TRENTON, N.J. (AP) — New Jersey Democratic candidates for Assembly seats in this year’s contest have raised more than three times as much as Republicans, according to new data out Wednesday.
Democratic candidates in the Nov. 5 election have raised $11 million, compared with $3.3 million for Republicans, according to the Election Law Enforcement Commission. Democrats also outspent Republicans $5.7 million to $1.4 million.
The Assembly, where Democrats have a 54 to 26 seat advantage over Republicans, tops the ballot this year, except in a single southern New Jersey district where there is a state Senate race as well.
Experts have said they expect there to be low turnout and for Democrats to maintain control of the Assembly.
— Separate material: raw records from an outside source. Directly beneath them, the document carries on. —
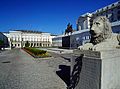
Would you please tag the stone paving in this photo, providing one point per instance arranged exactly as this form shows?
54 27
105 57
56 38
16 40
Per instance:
18 70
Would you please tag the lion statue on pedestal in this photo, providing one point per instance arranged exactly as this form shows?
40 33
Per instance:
102 37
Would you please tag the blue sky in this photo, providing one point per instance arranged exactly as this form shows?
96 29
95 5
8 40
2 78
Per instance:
45 15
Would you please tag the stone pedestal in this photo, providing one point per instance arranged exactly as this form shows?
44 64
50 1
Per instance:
95 70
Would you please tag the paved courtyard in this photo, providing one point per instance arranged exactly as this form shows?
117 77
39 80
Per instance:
18 70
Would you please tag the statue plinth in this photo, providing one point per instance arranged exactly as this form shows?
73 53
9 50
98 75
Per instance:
95 69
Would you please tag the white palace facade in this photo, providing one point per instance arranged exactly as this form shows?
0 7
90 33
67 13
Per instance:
18 38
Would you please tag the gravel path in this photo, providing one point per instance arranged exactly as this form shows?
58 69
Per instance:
18 70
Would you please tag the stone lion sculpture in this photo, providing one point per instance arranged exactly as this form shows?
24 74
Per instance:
102 37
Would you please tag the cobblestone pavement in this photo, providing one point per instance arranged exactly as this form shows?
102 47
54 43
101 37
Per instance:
18 70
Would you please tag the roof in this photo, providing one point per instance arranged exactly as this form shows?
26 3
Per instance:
29 31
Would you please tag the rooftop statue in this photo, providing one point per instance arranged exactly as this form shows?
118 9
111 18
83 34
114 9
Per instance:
102 37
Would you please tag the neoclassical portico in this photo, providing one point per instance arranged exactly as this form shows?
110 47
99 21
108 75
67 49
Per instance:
34 38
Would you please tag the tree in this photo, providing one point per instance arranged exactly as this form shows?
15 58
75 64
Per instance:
1 43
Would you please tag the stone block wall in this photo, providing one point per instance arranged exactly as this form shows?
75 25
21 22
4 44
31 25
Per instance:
95 70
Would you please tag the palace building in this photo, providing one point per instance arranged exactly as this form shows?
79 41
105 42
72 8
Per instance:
18 38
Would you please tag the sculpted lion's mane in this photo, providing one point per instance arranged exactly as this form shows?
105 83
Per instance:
106 31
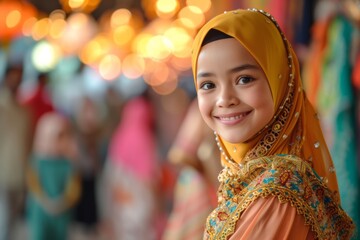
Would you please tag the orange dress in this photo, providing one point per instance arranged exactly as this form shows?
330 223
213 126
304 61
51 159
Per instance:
268 218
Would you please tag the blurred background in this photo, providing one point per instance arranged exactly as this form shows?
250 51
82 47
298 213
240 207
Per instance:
110 139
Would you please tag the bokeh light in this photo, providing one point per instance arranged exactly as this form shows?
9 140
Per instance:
45 56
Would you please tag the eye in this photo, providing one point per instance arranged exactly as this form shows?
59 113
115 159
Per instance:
207 85
245 80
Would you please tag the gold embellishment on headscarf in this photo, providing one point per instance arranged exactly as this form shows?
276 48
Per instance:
294 120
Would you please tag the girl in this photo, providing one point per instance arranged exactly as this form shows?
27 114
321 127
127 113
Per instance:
53 183
278 180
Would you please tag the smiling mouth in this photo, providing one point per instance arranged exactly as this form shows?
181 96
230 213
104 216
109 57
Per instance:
230 118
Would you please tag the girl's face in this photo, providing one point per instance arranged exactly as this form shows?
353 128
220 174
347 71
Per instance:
233 93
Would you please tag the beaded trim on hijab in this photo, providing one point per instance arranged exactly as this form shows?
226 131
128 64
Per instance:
280 117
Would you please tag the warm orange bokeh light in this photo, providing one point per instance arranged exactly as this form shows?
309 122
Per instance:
133 66
13 16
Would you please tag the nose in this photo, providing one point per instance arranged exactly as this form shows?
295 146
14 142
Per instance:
227 97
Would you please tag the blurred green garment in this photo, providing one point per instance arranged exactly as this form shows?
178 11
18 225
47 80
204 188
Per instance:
336 105
52 191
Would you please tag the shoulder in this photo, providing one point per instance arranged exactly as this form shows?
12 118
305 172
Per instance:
290 180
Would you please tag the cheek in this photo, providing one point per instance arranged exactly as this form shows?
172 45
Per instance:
205 108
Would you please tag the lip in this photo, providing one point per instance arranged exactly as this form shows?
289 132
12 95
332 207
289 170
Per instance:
233 118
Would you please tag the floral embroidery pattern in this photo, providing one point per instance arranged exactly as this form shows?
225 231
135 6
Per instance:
291 180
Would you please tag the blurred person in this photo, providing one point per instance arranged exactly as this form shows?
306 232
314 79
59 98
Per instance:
15 144
131 175
53 183
88 131
195 154
39 102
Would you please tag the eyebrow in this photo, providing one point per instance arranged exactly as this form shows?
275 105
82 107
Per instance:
233 70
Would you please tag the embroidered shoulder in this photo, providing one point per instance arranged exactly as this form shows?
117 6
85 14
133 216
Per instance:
289 179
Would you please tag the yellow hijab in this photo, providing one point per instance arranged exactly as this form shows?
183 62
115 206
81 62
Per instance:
295 128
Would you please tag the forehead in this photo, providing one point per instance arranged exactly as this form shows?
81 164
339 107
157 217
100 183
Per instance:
223 53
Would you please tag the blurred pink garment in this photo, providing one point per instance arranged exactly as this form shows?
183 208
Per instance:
268 218
133 143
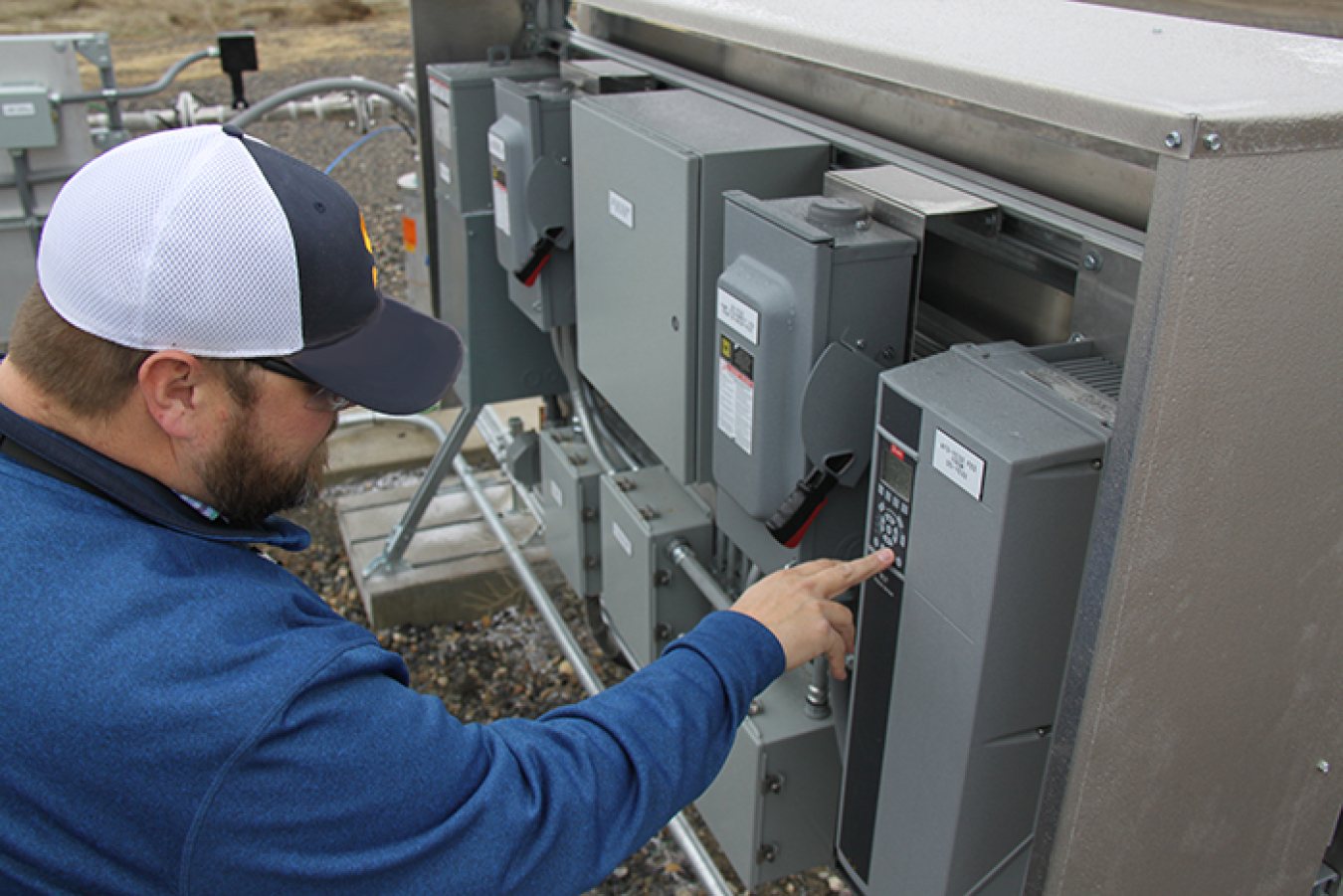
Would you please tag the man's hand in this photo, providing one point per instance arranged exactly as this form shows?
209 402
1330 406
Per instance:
798 606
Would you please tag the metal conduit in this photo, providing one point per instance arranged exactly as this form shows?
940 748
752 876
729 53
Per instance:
134 92
324 85
681 830
683 556
679 827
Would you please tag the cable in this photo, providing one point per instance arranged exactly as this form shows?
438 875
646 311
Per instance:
357 144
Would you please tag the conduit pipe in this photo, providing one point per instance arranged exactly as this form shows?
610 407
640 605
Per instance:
681 830
683 556
322 85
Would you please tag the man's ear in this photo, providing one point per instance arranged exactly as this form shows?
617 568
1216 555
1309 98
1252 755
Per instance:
180 393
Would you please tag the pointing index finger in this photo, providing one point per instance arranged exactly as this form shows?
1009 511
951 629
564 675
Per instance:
839 578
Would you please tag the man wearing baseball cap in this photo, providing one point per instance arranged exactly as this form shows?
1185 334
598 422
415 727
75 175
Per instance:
179 715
Though Republicans are contesting them in GOP-leaning districts that Democrats picked up in recent years.
Democrats have 956,000 more registered voters in the state than Republicans and control state government.
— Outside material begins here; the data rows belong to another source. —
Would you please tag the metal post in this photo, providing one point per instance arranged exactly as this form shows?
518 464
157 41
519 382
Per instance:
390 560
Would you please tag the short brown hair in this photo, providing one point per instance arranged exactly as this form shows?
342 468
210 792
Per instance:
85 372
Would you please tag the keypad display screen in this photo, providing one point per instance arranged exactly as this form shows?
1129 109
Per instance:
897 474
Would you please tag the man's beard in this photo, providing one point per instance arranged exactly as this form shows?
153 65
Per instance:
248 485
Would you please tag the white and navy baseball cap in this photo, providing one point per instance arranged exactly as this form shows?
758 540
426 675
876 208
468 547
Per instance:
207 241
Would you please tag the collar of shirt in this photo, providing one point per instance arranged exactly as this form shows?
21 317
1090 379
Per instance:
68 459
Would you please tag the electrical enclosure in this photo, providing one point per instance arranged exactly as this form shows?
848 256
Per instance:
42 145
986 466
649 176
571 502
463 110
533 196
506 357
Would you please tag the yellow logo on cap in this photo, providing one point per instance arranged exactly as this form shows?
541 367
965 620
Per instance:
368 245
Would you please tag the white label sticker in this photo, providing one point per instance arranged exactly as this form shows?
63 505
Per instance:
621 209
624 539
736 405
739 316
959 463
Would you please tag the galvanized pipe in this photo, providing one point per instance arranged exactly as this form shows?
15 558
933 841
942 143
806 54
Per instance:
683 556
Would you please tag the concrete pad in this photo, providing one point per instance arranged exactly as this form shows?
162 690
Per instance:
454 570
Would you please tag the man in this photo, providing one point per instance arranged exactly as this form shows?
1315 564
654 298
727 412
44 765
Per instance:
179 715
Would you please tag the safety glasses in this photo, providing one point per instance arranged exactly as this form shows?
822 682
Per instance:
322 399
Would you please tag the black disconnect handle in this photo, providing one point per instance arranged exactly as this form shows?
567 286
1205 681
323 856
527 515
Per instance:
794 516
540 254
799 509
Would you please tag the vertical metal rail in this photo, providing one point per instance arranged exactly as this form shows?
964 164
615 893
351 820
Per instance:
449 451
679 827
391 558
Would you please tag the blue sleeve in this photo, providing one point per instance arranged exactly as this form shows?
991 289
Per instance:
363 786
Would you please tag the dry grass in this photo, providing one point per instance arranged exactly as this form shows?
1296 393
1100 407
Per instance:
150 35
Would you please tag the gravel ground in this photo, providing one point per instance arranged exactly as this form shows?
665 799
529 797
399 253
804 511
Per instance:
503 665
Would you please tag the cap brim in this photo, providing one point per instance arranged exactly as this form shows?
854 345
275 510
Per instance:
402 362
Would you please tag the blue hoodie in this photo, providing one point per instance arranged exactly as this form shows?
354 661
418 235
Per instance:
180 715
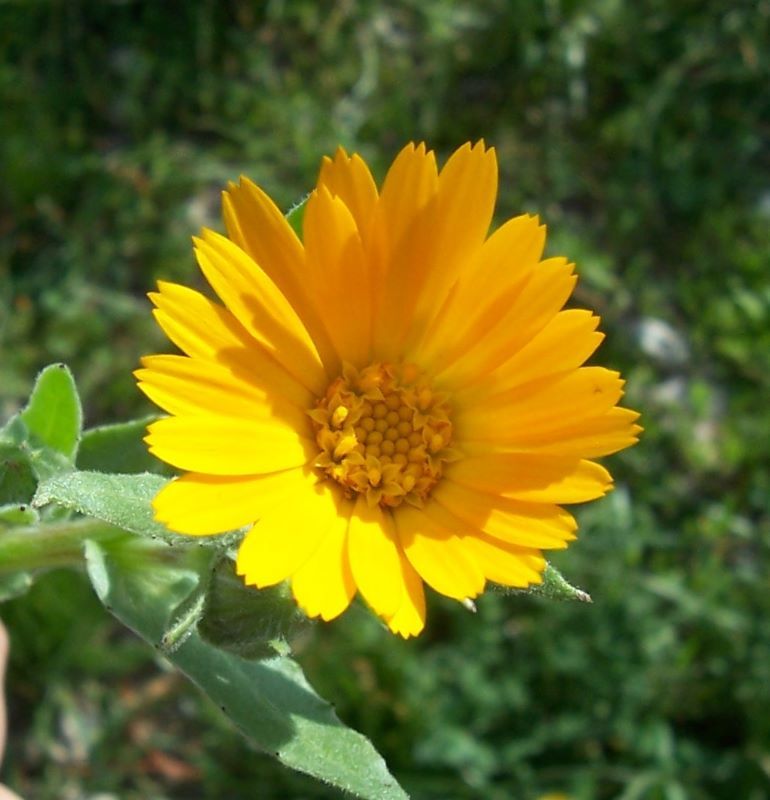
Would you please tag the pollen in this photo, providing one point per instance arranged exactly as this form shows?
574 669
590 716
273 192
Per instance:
383 432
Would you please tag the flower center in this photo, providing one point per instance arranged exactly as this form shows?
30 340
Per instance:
383 432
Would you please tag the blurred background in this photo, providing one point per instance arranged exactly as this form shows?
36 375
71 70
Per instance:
640 132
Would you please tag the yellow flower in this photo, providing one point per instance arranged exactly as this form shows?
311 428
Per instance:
394 400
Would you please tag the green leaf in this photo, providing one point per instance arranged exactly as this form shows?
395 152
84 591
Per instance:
14 585
270 700
121 500
556 587
17 514
53 415
17 478
118 448
295 216
243 620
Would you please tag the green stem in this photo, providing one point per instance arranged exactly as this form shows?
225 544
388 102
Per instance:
45 546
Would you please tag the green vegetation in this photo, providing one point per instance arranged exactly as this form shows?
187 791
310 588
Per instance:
639 132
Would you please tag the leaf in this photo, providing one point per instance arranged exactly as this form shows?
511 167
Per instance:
118 448
295 216
18 514
246 621
53 415
14 585
121 500
556 587
269 700
17 478
553 587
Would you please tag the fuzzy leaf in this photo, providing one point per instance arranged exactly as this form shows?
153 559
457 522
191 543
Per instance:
118 448
121 500
17 514
53 415
556 587
243 620
270 700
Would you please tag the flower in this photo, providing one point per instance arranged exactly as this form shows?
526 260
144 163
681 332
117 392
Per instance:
397 399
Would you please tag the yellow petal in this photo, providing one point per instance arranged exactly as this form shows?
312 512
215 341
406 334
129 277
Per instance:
495 276
222 446
199 505
337 271
532 477
409 620
348 178
465 201
437 553
323 586
596 437
288 535
402 243
564 344
505 563
513 521
258 227
375 558
503 328
260 307
542 411
188 386
205 330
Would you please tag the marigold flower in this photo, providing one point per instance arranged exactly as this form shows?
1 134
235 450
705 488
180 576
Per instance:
395 399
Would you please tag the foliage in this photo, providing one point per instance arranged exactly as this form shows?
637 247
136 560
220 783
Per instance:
639 133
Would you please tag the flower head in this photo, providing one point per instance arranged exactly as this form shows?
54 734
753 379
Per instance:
395 399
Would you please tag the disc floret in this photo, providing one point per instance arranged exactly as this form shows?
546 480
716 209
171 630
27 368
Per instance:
383 432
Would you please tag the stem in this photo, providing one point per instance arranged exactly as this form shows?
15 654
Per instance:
44 546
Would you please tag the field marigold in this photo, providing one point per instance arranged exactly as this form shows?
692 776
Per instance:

The commission also showed that just a handful of Assembly races account for the lion’s share of spending so far in the election.
The most money in a race so far — about $1 million — has been spent in the 21st District in northern New Jersey, which includes parts of Morris, Somerset and Union counties.
The contest features Republican incumbents Jon Bramnick, who is Assembly minority leader, and running mate Assemblywoman Nancy Munoz and Democratic newcomers Lisa Mandelblatt and Stacey Gunderman.
The district has become more Democratic since 2015, the last time that just the Assembly was on the ticket.
The commission also said that independent group spending is down sharply this year compared with 2017 and 2015.
Those groups have spent about $728,000 this year, but in 2017 they doled out nearly $11 million in the same reporting period. In 2015, those groups had spent $5.4 million.
The decrease in spending comes as a federal court considers a challenge by Americans for Prosperity to a recent state law that would require certain political groups to disclose their donors.
Americans for Prosperity has said that disclosure requirements could lead to people withholding contributions.